|
CRANBERRY WALNUT COFFEECAKE
FOR THE CAKE: 3/4 cup (1 1/2 sticks) butter or margarine, softened 1 1/2 cups granulated sugar 3 eggs 1 1/2 teaspoons almond extract 3 cups all-purpose flour 1 1/2 teaspoons baking powder 1 1/2 teaspoons baking soda 3/4 teaspoon salt 1 1/2 cups (12 ounces) sour cream 1 (16 ounce) can whole-berry cranberry sauce, divided use 1/2 to 3/4 cup chopped walnuts FOR THE GLAZE: 3/4 cup powdered sugar 1 tablespoon warm water 1/2 teaspoon almond extract
TO PREPARE THE CAKE: Preheat oven to 350 degrees F. Grease and flour a Bundt pan or 10 inch tube pan.

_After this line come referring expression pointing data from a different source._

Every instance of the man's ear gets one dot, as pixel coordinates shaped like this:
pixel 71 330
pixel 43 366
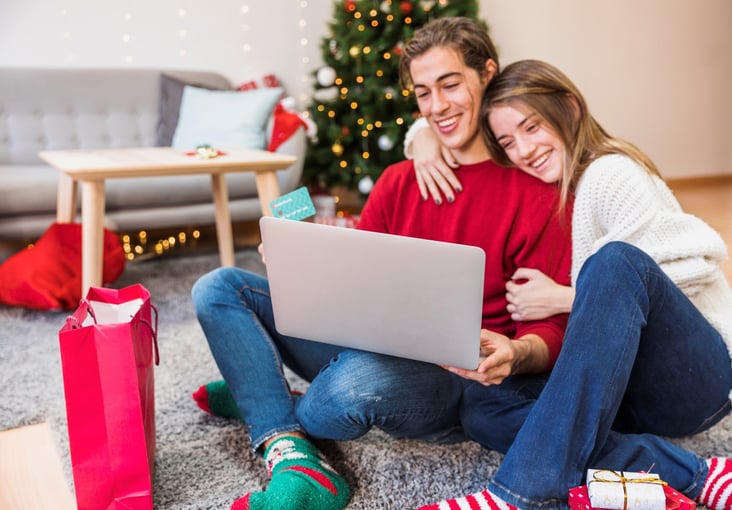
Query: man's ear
pixel 491 68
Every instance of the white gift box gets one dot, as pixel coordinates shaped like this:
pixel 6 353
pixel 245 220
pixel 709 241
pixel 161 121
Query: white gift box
pixel 623 490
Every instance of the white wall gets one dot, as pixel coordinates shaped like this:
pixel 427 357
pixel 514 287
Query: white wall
pixel 654 71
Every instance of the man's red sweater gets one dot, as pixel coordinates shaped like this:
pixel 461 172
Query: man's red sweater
pixel 509 214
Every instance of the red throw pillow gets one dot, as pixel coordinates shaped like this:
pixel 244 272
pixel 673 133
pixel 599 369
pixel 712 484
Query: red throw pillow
pixel 285 125
pixel 47 276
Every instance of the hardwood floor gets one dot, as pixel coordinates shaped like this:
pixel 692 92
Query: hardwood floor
pixel 31 476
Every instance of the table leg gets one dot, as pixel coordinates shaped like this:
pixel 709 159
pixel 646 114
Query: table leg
pixel 224 232
pixel 268 188
pixel 66 199
pixel 92 234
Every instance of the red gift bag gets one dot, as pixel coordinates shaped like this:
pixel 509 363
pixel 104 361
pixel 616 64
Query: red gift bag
pixel 108 347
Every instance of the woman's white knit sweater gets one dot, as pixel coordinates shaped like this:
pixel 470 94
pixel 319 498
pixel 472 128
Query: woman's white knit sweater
pixel 618 200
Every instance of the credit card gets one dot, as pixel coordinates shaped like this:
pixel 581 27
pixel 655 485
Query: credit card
pixel 295 205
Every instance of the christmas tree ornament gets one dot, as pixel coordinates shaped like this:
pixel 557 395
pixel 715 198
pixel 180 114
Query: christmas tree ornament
pixel 326 95
pixel 365 185
pixel 326 76
pixel 385 143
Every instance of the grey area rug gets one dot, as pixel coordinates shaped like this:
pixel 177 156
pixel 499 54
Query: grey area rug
pixel 204 462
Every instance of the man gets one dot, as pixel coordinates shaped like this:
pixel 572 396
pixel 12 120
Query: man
pixel 507 213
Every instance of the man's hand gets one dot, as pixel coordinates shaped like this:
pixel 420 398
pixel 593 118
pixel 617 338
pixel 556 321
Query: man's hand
pixel 505 357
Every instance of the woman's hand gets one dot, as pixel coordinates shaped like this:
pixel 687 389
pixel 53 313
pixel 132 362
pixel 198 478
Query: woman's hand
pixel 532 295
pixel 433 166
pixel 260 249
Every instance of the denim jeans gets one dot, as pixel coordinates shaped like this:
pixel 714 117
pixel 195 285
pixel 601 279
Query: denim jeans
pixel 350 391
pixel 638 361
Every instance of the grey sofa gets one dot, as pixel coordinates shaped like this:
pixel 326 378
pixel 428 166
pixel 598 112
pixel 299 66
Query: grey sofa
pixel 46 109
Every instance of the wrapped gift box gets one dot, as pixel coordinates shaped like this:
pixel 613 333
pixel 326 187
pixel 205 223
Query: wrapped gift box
pixel 623 490
pixel 579 499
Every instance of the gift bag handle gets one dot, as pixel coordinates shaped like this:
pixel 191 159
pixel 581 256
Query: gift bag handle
pixel 74 323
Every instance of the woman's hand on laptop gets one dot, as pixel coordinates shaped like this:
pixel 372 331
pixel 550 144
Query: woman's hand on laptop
pixel 260 249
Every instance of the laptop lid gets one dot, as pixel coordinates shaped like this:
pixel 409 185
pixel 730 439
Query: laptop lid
pixel 396 295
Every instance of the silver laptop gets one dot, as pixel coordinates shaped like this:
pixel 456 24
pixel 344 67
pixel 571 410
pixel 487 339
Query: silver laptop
pixel 396 295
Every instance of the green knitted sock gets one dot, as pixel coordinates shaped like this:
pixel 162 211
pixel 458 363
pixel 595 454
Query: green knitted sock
pixel 215 398
pixel 301 479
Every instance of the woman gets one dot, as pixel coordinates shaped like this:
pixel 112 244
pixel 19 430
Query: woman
pixel 647 348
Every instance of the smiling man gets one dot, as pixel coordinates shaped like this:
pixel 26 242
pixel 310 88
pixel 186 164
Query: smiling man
pixel 507 213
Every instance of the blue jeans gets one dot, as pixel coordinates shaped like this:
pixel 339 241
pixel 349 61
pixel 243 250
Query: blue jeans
pixel 350 391
pixel 639 361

In a large bowl, beat butter and granulated sugar until light and fluffy. Add eggs one at a time, beating thoroughly after each addition. Beat in extract.
Sift together flour, baking powder, baking soda and salt. Beat about one-fourth of the dry ingredients into the butter mixture, then beat in 1/2 cup sour cream. Repeat until all of the dry ingredients and sour cream have been added.
Spoon one-third of the batter into the pan. Crumble one-third of the cranberry sauce over the batter. Repeat layers twice, ending with cranberry sauce. Sprinkle with walnuts.
Bake 1 hour or until cake is golden and sides are pulling away from the pan. Let cool in pan 5 minutes, then remove from pan and transfer to a wire rack.
TO PREPARE THE GLAZE: Stir together powdered sugar, warm water and almond extract until smooth. Drizzle over cake. Serve cake warm or cool.